At Sunday's San Francisco Veterans Day Parade, just a few hundred casual onlookers showed up. That much is typical, has been ever since the Vietnam War. But what chilled me in reading SF Chronicle reporter Alejandro Martinez-Cabrera's event coverage was how only a 23-year-old ROTC volunteer Martinez interviewed expressed any regret at the low turnout.
According to parade chairman and Veterans Affairs Commission president Wallace Levin, one of the reasons behind the crowd-free parade is this city's cynicism about the military.
A decade ago, he says he hoped to confront a lack of "patriotism" in the city, maybe change some minds. But by coaching himself to see the bigger picture - that America is great because of dissenting cities like San Francisco - he's come to terms with the lack of affection in this city.
While shooting this video, however, I discovered that factors besides our "cynicism" might have been responsible for the low turnout, much of it related to the advance publicity of the event.
The Chronicle, in its advance brief on the event, reported the wrong time for the parade, which resulted in droves of people showing up at 1 p.m. for an 11 a.m. march, parade director Renie Champagne said.
Add to that that broadcast publicity was sparser this year, as at least one radio station dropped its sponsorship due to a lack of funding.
But the greatest publicity failure was online. Beyond a blog or two, there wasn't anything, presumably because Champagne was accustomed to mailing out press releases to the traditional media. "That's all that the public gets," he said.
The veterans sourced in the Chronicle's coverage of the parade, many of them older, either seemed wistfully trapped in the past - recalling vivid memories of triumph after WWII - or discounted the 2009 public's lack of appreciation. The parade marshal was even quoted as saying this year's parade was the best he could remember.
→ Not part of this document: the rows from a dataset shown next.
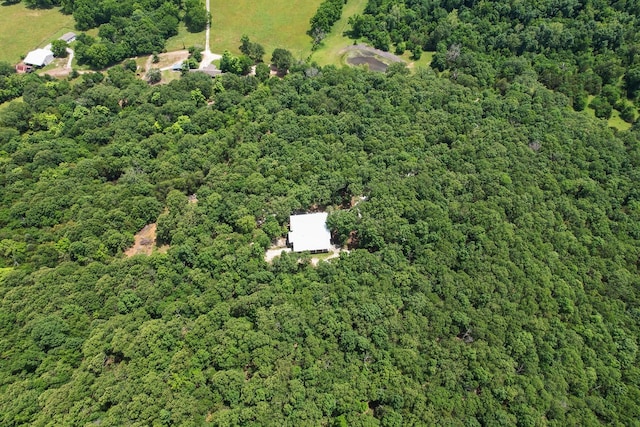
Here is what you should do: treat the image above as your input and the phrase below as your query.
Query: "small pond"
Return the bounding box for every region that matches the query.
[347,56,388,73]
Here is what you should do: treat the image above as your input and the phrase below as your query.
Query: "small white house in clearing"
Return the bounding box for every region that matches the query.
[60,33,76,43]
[22,49,53,67]
[288,212,331,253]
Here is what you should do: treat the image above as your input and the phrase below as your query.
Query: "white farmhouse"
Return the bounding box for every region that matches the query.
[288,212,331,253]
[22,49,53,67]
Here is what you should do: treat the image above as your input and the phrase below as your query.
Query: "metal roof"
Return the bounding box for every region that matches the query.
[22,49,53,67]
[289,212,331,252]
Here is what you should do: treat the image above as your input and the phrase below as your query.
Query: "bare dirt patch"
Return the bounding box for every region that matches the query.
[264,239,291,262]
[124,223,169,257]
[155,50,189,71]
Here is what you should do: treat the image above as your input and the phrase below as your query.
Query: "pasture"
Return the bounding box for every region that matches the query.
[209,0,321,61]
[0,3,74,64]
[164,22,205,52]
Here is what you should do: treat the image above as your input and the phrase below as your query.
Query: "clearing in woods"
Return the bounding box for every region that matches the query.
[210,0,322,62]
[0,3,74,64]
[124,223,169,257]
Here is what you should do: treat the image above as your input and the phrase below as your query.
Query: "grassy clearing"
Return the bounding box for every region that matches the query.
[165,22,205,52]
[307,0,367,67]
[209,0,322,60]
[0,3,74,63]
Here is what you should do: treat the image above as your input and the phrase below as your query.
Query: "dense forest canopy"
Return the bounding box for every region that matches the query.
[349,0,640,123]
[0,59,640,426]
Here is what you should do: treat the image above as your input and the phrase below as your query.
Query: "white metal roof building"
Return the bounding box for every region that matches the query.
[60,33,76,43]
[22,49,53,67]
[288,212,331,252]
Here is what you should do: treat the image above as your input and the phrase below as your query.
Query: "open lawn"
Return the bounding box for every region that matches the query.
[0,3,74,63]
[209,0,321,61]
[165,22,205,52]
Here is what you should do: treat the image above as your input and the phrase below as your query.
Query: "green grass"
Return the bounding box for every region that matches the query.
[165,22,205,52]
[0,3,74,63]
[311,0,435,69]
[307,0,367,67]
[209,0,322,61]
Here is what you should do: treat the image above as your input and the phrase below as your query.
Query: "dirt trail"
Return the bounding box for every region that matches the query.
[124,223,168,257]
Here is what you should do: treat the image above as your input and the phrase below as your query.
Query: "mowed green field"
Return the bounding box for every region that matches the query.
[209,0,322,61]
[0,3,74,63]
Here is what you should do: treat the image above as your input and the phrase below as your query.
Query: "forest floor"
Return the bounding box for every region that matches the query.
[124,223,169,258]
[264,238,349,266]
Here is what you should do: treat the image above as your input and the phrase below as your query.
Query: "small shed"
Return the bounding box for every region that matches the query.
[22,49,53,67]
[16,62,33,74]
[288,212,331,253]
[60,32,76,43]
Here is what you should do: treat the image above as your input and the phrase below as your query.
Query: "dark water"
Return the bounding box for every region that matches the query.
[347,56,388,73]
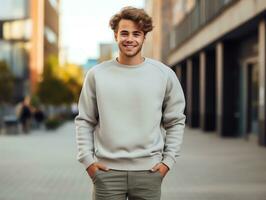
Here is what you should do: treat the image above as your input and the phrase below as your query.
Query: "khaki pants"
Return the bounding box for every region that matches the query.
[92,170,163,200]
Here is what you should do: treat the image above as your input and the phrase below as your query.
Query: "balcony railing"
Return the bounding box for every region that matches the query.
[171,0,238,51]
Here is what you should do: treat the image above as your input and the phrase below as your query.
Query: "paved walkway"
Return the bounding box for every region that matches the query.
[0,123,266,200]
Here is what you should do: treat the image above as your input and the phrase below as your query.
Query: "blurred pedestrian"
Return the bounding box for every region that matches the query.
[33,107,45,128]
[19,97,32,133]
[75,7,186,200]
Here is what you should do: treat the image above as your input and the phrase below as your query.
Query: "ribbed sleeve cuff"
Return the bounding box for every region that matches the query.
[78,155,95,169]
[162,156,175,170]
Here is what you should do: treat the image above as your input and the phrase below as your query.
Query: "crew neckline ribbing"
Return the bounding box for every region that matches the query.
[113,57,148,69]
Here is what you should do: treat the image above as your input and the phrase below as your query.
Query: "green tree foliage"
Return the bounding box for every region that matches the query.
[0,60,14,103]
[37,56,83,105]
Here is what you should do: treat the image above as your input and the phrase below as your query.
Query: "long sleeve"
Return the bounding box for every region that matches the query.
[162,69,186,169]
[75,68,98,168]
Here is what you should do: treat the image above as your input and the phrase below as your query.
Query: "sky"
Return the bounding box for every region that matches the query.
[60,0,145,64]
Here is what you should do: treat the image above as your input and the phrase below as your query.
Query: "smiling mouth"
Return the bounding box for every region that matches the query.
[123,45,135,49]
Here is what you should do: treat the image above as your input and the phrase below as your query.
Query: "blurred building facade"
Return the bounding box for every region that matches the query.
[0,0,60,101]
[145,0,266,146]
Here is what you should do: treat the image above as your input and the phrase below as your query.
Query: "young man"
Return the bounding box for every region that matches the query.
[75,7,185,200]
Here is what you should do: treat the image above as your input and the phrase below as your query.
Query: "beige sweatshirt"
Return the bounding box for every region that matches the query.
[75,58,186,170]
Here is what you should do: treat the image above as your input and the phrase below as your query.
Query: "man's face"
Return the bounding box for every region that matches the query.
[115,19,145,57]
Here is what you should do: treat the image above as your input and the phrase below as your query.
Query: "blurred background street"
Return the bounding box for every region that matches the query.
[0,0,266,200]
[0,122,266,200]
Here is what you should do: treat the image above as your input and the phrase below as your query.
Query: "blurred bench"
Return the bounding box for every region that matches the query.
[3,115,19,134]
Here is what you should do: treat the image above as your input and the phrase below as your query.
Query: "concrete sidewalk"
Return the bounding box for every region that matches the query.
[0,123,266,200]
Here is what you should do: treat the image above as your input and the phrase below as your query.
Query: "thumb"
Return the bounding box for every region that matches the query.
[151,163,160,172]
[97,163,109,171]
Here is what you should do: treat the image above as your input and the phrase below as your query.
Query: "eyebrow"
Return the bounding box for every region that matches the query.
[120,30,141,34]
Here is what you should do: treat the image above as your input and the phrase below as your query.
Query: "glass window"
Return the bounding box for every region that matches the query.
[49,0,59,11]
[3,19,32,40]
[0,0,29,20]
[0,41,28,78]
[44,26,57,44]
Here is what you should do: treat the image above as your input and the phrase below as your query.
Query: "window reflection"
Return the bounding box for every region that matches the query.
[0,0,29,20]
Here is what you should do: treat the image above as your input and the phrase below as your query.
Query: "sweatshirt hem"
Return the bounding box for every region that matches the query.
[97,157,162,171]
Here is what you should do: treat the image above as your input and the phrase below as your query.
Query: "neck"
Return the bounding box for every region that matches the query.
[118,53,144,65]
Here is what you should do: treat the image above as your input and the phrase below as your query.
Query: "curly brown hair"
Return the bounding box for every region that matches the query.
[109,6,153,35]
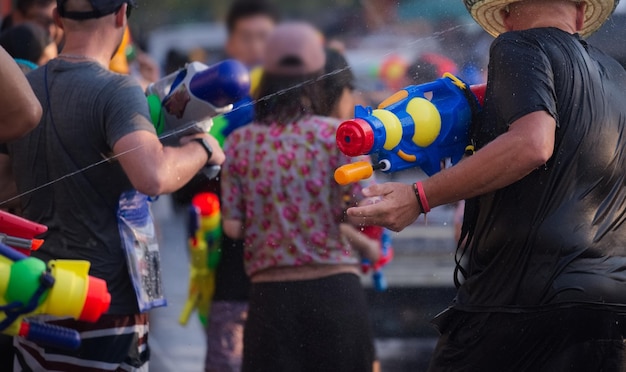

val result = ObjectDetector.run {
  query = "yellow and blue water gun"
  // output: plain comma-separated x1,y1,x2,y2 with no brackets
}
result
0,212,111,349
335,74,485,185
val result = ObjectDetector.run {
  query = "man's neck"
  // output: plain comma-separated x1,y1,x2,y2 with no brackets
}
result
59,38,113,69
527,18,577,34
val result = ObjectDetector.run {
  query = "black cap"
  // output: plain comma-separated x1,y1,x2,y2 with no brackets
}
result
57,0,137,21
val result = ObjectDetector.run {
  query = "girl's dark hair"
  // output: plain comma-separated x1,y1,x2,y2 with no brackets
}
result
321,49,354,116
226,0,280,34
255,71,326,125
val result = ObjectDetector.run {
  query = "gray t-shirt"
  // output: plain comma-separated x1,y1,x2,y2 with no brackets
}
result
8,59,154,314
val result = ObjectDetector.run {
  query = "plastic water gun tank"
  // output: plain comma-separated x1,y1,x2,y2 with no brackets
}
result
335,74,485,185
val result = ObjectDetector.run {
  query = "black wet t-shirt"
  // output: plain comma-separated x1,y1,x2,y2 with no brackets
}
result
455,28,626,311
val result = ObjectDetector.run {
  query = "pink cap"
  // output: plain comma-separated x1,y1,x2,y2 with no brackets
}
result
263,22,326,75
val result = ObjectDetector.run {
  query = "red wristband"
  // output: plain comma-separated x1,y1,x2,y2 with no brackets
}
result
415,181,430,213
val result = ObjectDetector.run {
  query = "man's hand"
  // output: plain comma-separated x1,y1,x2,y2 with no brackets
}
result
348,182,421,232
180,133,226,165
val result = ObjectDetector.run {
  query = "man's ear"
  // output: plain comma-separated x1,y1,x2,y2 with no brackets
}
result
576,1,587,31
500,6,513,31
52,8,63,30
115,3,128,27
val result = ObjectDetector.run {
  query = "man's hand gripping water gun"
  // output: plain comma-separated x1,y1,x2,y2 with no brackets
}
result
0,212,111,349
146,60,250,178
178,192,222,326
335,74,485,185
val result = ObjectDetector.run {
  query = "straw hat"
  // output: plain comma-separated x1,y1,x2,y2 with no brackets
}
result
463,0,619,37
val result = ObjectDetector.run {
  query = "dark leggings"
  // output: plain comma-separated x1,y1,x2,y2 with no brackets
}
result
429,308,626,372
242,274,374,372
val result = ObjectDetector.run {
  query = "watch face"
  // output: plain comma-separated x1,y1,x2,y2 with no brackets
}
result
201,165,222,180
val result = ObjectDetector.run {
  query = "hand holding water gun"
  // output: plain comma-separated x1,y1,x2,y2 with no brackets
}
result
146,60,250,178
0,212,111,349
178,192,222,326
146,59,250,140
209,67,263,146
335,74,485,185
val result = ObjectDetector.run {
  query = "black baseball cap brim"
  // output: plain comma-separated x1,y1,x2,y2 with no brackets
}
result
57,0,137,21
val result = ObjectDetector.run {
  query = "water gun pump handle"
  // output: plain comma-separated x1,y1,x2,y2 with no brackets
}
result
19,321,80,350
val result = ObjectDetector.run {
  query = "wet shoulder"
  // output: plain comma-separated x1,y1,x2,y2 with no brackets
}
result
491,27,581,53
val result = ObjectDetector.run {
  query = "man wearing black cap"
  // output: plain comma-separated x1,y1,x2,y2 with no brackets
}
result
3,0,224,371
348,0,626,372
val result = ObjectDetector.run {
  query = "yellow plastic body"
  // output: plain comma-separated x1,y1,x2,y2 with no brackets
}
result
372,110,402,151
109,27,131,75
178,212,221,325
335,161,374,186
406,98,441,147
0,256,89,336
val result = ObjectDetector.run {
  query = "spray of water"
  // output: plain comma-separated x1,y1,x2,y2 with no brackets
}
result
0,23,473,207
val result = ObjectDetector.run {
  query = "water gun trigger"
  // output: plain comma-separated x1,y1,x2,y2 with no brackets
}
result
335,161,374,186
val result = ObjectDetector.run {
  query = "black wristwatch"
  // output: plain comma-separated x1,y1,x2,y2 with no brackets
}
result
192,137,213,163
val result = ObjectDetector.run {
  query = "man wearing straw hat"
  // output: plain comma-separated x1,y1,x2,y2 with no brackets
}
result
348,0,626,372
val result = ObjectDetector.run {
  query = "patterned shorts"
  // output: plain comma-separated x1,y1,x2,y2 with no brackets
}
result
204,301,248,372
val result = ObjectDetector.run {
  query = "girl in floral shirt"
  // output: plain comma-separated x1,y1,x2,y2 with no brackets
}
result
222,23,373,372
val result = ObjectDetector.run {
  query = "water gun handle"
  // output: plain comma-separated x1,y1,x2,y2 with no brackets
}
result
178,298,196,325
372,269,387,292
19,321,80,350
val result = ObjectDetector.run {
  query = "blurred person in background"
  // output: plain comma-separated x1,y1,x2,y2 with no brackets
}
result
0,0,63,47
200,0,279,372
2,0,224,372
0,48,42,141
222,23,374,372
0,22,58,73
226,0,278,68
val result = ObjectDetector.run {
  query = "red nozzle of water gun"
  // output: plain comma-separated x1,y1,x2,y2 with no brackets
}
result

Maybe he even meant it.
But beneath the code of silence, most vets in this city are secretly grieving over this. Purple Heart Navy legend Renie Champagne is one of them. He's directed the city's parade 59 years. After choosing his words carefully during an hour-long interview in his living room, the floodgates opened when we broached the concept of defending freedom. His eyes welled up. He went quiet. He looked me in the eyes, as if pleading, for the first time in the interview.